Checkpointing and Watermarks
This tutorial teaches you to use Varpulis checkpointing for state persistence and watermarks for out-of-order event handling. You'll start with basic state recovery and build up to watermark-driven window closure -- each step includes runnable VPL programs you can validate and test.
What You'll Learn
- How engine state (windows, variables, counters) is checkpointed and restored
- Count window and session window state continuity across restarts
- The checkpoint/restore lifecycle: process, snapshot, kill, recover
- Checkpoint pruning and retention policies
- Watermark tracking with
.watermark(out_of_order: ...)syntax - Late-data tolerance with
.allowed_lateness(...)syntax - Watermark-triggered window closure
Prerequisites
- Varpulis built and on your
PATH(see Getting Started) - Basic VPL knowledge: streams,
where,window,aggregate(see Language Tutorial) - Familiarity with contexts is helpful but not required (see Contexts Tutorial)
Part 1: Count Window State Recovery
The simplest checkpoint scenario: a count window that accumulates events.
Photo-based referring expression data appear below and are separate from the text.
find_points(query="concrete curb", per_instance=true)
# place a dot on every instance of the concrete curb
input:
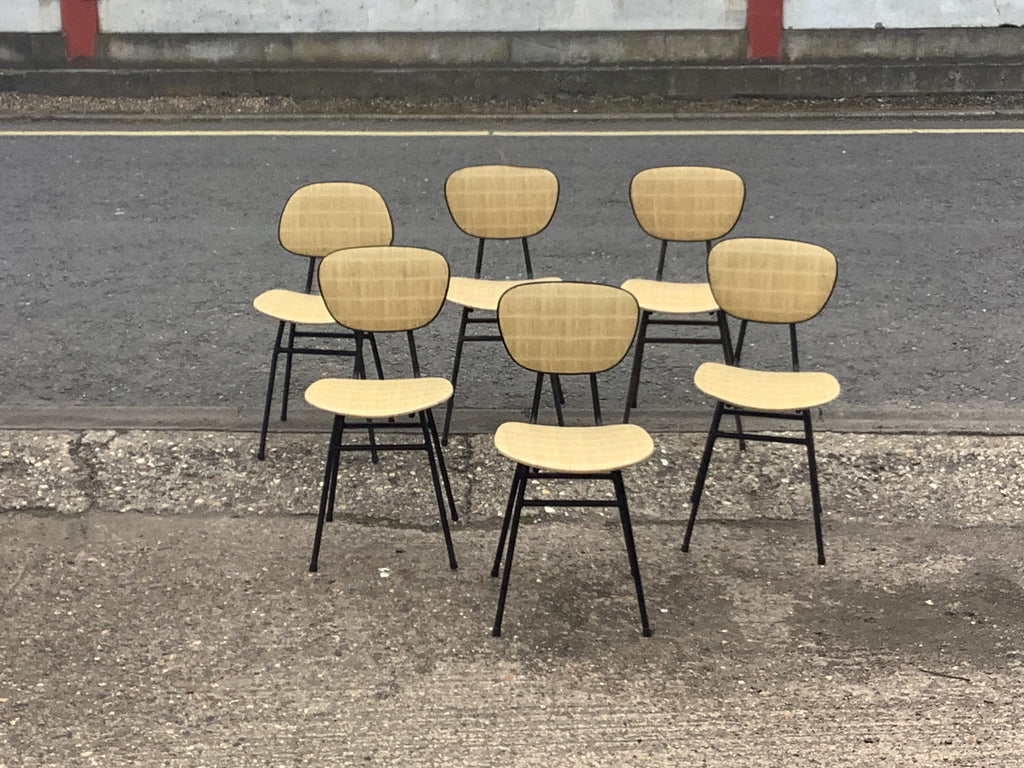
(845, 80)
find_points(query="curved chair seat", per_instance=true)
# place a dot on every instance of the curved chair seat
(477, 293)
(294, 306)
(766, 390)
(573, 450)
(678, 298)
(377, 398)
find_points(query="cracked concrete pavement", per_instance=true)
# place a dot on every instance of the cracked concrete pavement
(158, 609)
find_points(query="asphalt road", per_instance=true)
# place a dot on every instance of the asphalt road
(128, 262)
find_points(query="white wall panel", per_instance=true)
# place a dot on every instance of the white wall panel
(823, 14)
(416, 15)
(30, 15)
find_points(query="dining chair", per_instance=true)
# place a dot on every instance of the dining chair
(317, 219)
(774, 282)
(494, 202)
(681, 204)
(567, 329)
(379, 290)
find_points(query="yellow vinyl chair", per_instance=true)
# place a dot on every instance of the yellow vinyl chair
(317, 219)
(681, 204)
(779, 282)
(494, 202)
(567, 329)
(386, 289)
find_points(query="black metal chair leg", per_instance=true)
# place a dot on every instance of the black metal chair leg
(731, 358)
(631, 394)
(334, 474)
(556, 392)
(455, 374)
(327, 497)
(702, 474)
(288, 372)
(631, 550)
(514, 528)
(812, 466)
(377, 355)
(442, 465)
(556, 388)
(261, 452)
(519, 477)
(435, 476)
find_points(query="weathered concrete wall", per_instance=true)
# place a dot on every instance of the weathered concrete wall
(965, 43)
(424, 48)
(275, 16)
(825, 14)
(30, 15)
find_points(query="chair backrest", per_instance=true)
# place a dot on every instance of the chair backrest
(567, 328)
(502, 202)
(687, 203)
(765, 280)
(326, 216)
(384, 288)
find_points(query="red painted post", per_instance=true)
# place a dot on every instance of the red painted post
(80, 22)
(764, 30)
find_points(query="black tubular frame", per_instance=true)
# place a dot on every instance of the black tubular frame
(424, 421)
(517, 500)
(291, 349)
(718, 320)
(715, 431)
(468, 320)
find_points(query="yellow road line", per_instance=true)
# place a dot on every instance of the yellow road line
(568, 133)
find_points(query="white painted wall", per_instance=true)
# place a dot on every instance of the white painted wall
(416, 15)
(501, 15)
(30, 15)
(822, 14)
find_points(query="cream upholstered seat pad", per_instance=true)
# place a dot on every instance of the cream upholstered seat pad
(573, 449)
(483, 294)
(679, 298)
(293, 306)
(377, 398)
(766, 390)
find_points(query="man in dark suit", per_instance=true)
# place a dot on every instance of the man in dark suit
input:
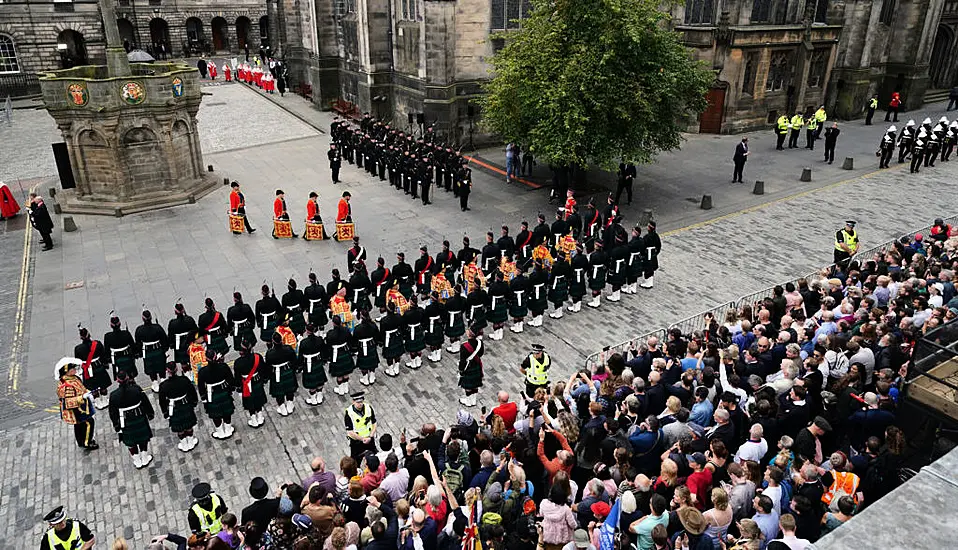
(741, 155)
(40, 218)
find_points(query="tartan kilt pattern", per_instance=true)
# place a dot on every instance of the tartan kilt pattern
(221, 405)
(137, 431)
(154, 361)
(183, 417)
(287, 382)
(257, 397)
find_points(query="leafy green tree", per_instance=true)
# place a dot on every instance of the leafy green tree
(594, 81)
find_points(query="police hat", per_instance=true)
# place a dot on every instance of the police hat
(201, 491)
(55, 516)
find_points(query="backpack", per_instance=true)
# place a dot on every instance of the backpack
(454, 479)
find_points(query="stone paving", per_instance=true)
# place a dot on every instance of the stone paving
(187, 253)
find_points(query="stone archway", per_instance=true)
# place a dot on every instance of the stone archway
(941, 72)
(72, 48)
(220, 30)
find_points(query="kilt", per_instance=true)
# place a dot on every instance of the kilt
(257, 397)
(558, 291)
(434, 332)
(154, 362)
(392, 345)
(499, 312)
(343, 366)
(286, 385)
(540, 304)
(221, 405)
(597, 277)
(183, 417)
(136, 431)
(471, 378)
(416, 339)
(455, 327)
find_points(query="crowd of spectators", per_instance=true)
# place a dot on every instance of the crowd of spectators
(769, 429)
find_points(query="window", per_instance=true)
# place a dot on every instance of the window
(8, 55)
(777, 72)
(507, 13)
(816, 68)
(748, 78)
(698, 12)
(887, 12)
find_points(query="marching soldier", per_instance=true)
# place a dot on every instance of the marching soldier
(216, 385)
(281, 360)
(131, 413)
(335, 161)
(95, 368)
(66, 534)
(178, 404)
(206, 511)
(470, 367)
(535, 367)
(181, 330)
(151, 340)
(341, 361)
(268, 310)
(120, 344)
(294, 303)
(316, 303)
(251, 371)
(76, 404)
(360, 422)
(213, 325)
(242, 320)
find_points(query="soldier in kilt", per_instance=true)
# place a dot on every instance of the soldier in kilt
(213, 325)
(180, 331)
(242, 322)
(636, 249)
(415, 333)
(391, 330)
(131, 412)
(559, 284)
(519, 300)
(455, 322)
(281, 360)
(434, 316)
(340, 359)
(178, 404)
(577, 282)
(538, 300)
(152, 342)
(95, 368)
(121, 347)
(470, 367)
(268, 309)
(216, 384)
(294, 302)
(365, 339)
(598, 262)
(498, 305)
(251, 373)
If the engine restarts mid-window, the events already received must survive so the window completes correctly.
The Program
Create a file called checkpoint_count_window.vpl:
# Checkpoint Test: Count Window with Aggregation
# A window of 5 events collects sensor values and computes sum + count.
stream WindowedSum = SensorEvent
.window(5)
.aggregate(total: sum(value), count: count())
.emit(sum: total, n: count)This stream collects 5 SensorEvent events, then emits the sum and count.
Test Data
Create checkpoint_count_window_phase1.evt (events before the restart):
# Phase 1: First 3 events (checkpoint after these)
SensorEvent { value: 10 }
SensorEvent { value: 20 }
SensorEvent { value: 30 }Create checkpoint_count_window_phase2.evt (events after the restart):
# Phase 2: 2 more events after restore (fills window: 3 restored + 2 new = 5)
# Expected output: sum = 10+20+30+40+50 = 150, count = 5
SensorEvent { value: 40 }
SensorEvent { value: 50 }Validate It
$ varpulis check checkpoint_count_window.vpl
Syntax OK
Statements: 1Run Phase 1
$ varpulis simulate -p checkpoint_count_window.vpl -e checkpoint_count_window_phase1.evt --verboseExpected output:
Program loaded: 1 streams
Starting simulation...
[ 1] @ 0ms SensorEvent { ... }
[ 2] @ 0ms SensorEvent { ... }
[ 3] @ 0ms SensorEvent { ... }
Simulation Complete
======================
Events processed: 3
Output events emitted: 0No output events -- the window needs 5 events and only 3 arrived. In a real system, the engine would checkpoint here. After restart, those 3 events would be restored from the checkpoint, and processing continues.
Run Phase 2
$ varpulis simulate -p checkpoint_count_window.vpl -e checkpoint_count_window_phase2.evt --verboseIn simulation mode, each run starts fresh (no checkpoint persistence). The checkpoint/restore lifecycle is exercised through the Rust integration tests, which programmatically:
- Load the VPL from the same file
- Process phase 1 events
- Call
engine.create_checkpoint() - Drop the engine (simulating a kill)
- Create a new engine, load the same VPL
- Call
engine.restore_checkpoint() - Process phase 2 events
- Assert the window emits with sum=150, count=5
Key takeaway: The 3 events from phase 1 survive the restart via checkpointing. When the 2 new events arrive in phase 2, the window fills to 5 and emits the correct aggregation.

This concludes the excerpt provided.